As the delegates reflected on yet another insightful ICL seminar, keeping on top of turf management and looking to the future in an ever-changing industry seemed to be the general consensus.
"I think that a lot of the research and the projects ICL are working on are key to how we change turf management in the next ten years," said Charlie Seager, a Groundsman at Warwick Independent Schools Foundation. "You have got to be ahead of the times because of the way technology is changing so it is very beneficial to come to events like these."
Charlie was one of four grounds staff from Warwick who attended and Duncan Toon, Grounds Manager, explained why it was so important to make the seminar a team outing.

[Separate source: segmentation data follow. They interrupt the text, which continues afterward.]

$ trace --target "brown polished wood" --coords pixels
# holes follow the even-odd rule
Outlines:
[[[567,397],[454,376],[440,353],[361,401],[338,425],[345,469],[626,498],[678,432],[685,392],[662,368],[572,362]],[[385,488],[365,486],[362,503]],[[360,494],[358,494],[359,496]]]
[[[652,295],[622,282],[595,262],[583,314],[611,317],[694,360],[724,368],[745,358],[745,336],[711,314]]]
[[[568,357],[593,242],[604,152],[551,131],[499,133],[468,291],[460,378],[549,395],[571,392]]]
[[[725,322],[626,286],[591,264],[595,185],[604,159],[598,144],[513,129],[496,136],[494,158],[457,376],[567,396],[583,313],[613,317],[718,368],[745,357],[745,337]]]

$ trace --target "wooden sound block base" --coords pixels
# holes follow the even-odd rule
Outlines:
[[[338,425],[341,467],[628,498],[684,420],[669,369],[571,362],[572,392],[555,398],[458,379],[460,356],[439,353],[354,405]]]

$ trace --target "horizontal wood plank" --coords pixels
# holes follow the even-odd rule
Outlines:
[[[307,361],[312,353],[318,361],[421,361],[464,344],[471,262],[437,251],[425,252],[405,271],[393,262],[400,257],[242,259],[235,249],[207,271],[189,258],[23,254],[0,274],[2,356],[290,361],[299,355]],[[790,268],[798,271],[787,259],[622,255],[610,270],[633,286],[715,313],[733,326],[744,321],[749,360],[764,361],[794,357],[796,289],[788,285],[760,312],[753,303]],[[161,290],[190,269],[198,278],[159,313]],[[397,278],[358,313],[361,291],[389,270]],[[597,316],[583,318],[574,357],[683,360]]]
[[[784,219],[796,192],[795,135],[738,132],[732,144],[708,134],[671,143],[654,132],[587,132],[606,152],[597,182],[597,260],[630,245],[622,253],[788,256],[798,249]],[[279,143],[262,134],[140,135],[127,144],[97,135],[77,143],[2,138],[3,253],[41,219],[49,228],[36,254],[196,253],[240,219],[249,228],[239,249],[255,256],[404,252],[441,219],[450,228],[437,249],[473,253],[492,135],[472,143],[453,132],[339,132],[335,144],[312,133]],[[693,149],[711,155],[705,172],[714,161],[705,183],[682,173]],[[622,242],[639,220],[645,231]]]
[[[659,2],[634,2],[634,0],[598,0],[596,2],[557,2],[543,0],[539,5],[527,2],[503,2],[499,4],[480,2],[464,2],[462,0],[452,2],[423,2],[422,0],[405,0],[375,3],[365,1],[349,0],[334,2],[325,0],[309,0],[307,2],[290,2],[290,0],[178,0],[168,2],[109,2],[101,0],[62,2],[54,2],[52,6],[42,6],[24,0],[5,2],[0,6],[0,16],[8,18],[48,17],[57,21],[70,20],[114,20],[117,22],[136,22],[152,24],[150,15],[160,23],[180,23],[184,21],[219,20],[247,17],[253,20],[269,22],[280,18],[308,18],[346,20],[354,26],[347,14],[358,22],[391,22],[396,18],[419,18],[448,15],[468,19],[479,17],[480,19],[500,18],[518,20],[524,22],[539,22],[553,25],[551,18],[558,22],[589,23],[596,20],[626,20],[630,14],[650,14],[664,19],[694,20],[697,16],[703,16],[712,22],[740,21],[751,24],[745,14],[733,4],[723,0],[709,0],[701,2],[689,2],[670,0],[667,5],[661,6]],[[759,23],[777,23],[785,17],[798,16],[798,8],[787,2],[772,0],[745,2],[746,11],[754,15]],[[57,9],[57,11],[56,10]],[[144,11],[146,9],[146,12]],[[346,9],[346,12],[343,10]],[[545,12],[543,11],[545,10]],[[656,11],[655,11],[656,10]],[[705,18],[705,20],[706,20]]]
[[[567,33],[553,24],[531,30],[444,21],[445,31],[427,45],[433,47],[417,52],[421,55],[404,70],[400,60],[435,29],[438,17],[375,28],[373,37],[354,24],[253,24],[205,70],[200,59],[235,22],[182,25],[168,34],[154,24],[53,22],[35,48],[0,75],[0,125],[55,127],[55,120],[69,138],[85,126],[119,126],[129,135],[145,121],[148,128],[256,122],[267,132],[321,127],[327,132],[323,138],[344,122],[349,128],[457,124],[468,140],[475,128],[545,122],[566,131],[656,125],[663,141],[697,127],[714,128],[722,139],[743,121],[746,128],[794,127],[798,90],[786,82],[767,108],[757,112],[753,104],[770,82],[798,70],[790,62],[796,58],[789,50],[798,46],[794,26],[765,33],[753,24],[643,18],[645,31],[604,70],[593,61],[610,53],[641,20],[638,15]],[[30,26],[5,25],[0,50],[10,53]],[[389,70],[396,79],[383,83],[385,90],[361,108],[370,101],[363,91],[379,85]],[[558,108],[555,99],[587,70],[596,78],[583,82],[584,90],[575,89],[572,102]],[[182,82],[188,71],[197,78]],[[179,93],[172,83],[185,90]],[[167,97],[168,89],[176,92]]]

"These seminars are essential because it isn't just all about what we learn in the seminars - it's also about networking and what you get from chatting to other groundsmen. I can guarantee that we will be sitting round the table on Monday and I'll have twenty new ideas from everyone who attended and that is why I like to bring the whole team."
Gary Austin, Deputy Head Groundsman at Radley College, praised the event for simplifying what can potentially be some incredibly overwhelming topics.
"What I like about these seminars are that you can tell that ICL are genuinely trying to help groundsmen like us - they are on our side. I also think ICL present all of their data and research in a non-scientific manner which general groundsmen can understand. They break the research data down really nicely for you, in an easy to understand way and you can then go ahead and put it into practice."
The day was rounded off in style as the delegates joined a sell-out 5,000 strong attendance to watch Gloucestershire inflict a first defeat on Middlesex in this season's Vitality Blast.